Turkish aid agencies on Sunday distributed food at the Bangladesh border to the Rohingya Muslims fleeing violence in Myanmar’s western Rakhine state.
The food packages, including rice, oil, chickpeas, flour, salt and sugar, were distributed to 1,300 families at the Balukali, one of the five major refugee camps along the border.
A 1982 law passed in Myanmar in denied Rohingya — many of whom have lived in Myanmar for generations — citizenship, making them stateless, removing their freedom of movement, access to education, services, and allowing arbitrary confiscation of their property.
Describing the field as “very difficult” for the refugees, Turkish Red Crescent President Kerem Kinik said there are over 400,000 Rohingya Muslims at the Bangladesh borders, most of them are not able to get proper materials for hygiene, food and health care.
The Turkish Red Crescent teams are holding talks with Bangladesh authorities to determine the needs of the refugees and to pave the way for aid.

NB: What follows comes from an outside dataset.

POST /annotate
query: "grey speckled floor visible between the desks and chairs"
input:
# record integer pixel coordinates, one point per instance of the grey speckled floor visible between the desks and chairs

Kinik said that the Turkish Red Crescent has agreed with the government of Bangladesh to build a “more permanent and developed” camp.

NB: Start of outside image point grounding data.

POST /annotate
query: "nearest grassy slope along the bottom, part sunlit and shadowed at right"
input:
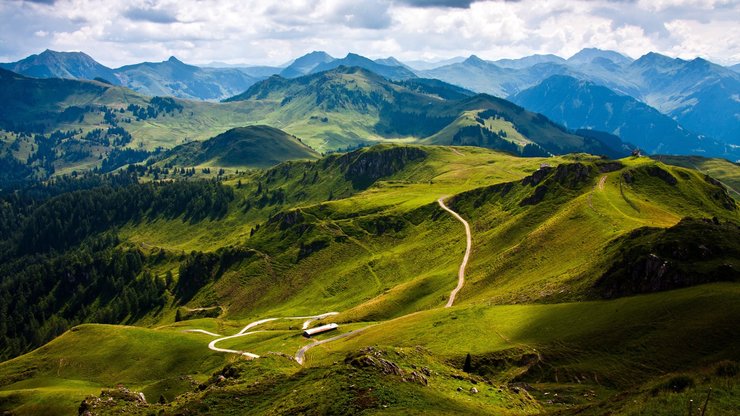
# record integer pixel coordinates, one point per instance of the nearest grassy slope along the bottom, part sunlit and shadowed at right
(593, 348)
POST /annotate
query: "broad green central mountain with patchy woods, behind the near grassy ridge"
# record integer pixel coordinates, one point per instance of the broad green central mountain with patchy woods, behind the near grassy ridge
(348, 105)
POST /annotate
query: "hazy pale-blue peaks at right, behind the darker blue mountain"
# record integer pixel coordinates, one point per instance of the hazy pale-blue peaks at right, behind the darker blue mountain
(699, 95)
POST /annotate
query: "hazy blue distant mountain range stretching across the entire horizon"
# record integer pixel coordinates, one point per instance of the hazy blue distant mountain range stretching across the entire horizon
(700, 96)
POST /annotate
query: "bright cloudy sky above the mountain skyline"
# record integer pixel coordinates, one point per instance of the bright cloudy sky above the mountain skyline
(118, 32)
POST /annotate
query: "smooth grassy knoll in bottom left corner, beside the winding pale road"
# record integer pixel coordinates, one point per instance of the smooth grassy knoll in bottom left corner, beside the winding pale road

“This camp is going to be like a city which will host nearly 100,000 Rohingya refugees in a lot better conditions such as proper infrastructure, health services, schools and religious services and a hospital,” Kinik said. “This camp will allow Turkey to provide better humanetarian assistance for those in need.”
The agency has been taking aid to Rakhine State since 2012 and has a branch there.
Meanwhile, volunteers from other aid agencies such as IHH Humanitarian Relief Foundation, Sadaka Tasi, Intenational Assistance and Development Association (ONSUR) also provided service at the camps.
“People are here in terrible conditions as you see, that’s why we are here to help them out as much as we can,” said Haci Dursun Tunc, a volunteer coordinator from the Turkish aid agency, Sadaka Tasi.
Tunc said he came to the region four days ago with his friends from Turkey and “would do anything to make them feel better, even it is really hard to achieve.”
Rohingya, described by the UN as the world’s most persecuted people, have faced heightened fears of attack since dozens were killed in communal violence in 2012.
Last October, following attacks on border posts in Rakhine’s Maungdaw district, Myanmar security forces launched a five-month crackdown in which, according to Rohingya groups, around 400 people were killed.
The UN documented mass gang rapes, killings — including infants and young children — brutal beatings and disappearances committed by security personnel.
In a report, UN investigators said the human rights violations constituted crimes against humanity.Fresh violence erupted in Rakhine state nearly two weeks ago when security forces launched an operation against the Rohingya.
Bangladesh, which already hosted around 400,000 Rohingya refugees, has faced a fresh influx of refugees since the security operation was launched.According to the UN, 270,000 Rohingya have sought refuge in Bangladesh as of Friday.